When registering an entity (IdP or SP) in InCommon, all connection endpoints of that entity must be an https URL. The applied transport layer security protocol and associated cipher must be current and trusted by the community.
Popular security testing software such as the Qualys SSL Lab Server test offers a convenient way to test your server against these criteria and identify weaknesses. If using the Qualys SSL Lab Server test, an overall rating of A or better is considered meeting the requirements of the InCommon Baseline Expectations.
MORE: Clarification - Encrypt Entity Service Endpoints
STATEMENT: All entities (IdP and SP) meet the requirements of the SIRTFI v1.0 trust framework when handling security incidents involving federation participants
The SIRTFI trust framework v1.0 enables standardized and timely security incident response coordination among federation participants. When signaling and responding to security incidents within the federation, entity operators shall adhere to the process defined in the Sirtfi framework.
MORE: Clarification - Entity Complies with SIRTFI v1.0
STATEMENT: All IdP metadata must include an errorURL; if the condition is appropriate, SPs should use the IdP-supplied errorURL to direct the user to proper support.

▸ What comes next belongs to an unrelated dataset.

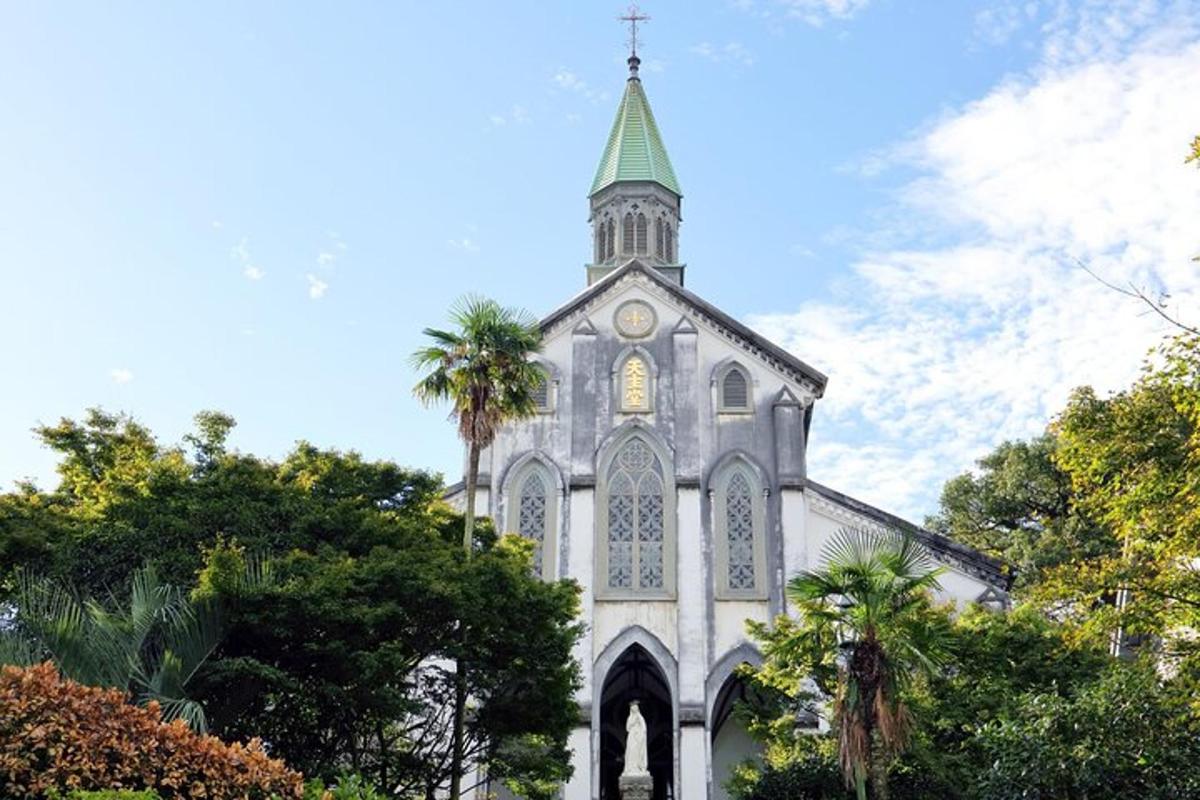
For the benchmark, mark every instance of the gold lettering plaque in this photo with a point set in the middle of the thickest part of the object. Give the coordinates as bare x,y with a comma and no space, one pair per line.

IdP entity metadata must include a valid errorURL in its IDPSSODescriptor element.
An errorURL
specifies a location to direct a user for problem resolution and additional support in the event a user encounters problems accessing a service. In SAML metadata for an IdP, errorURL
is an XML attribute applied to the IDPSSODescriptor
element.
When a service provider is unable to process an authentication assertion from an IdP, it may display within its error message a link to this URL to direct the user back to the IdP for additional assistance.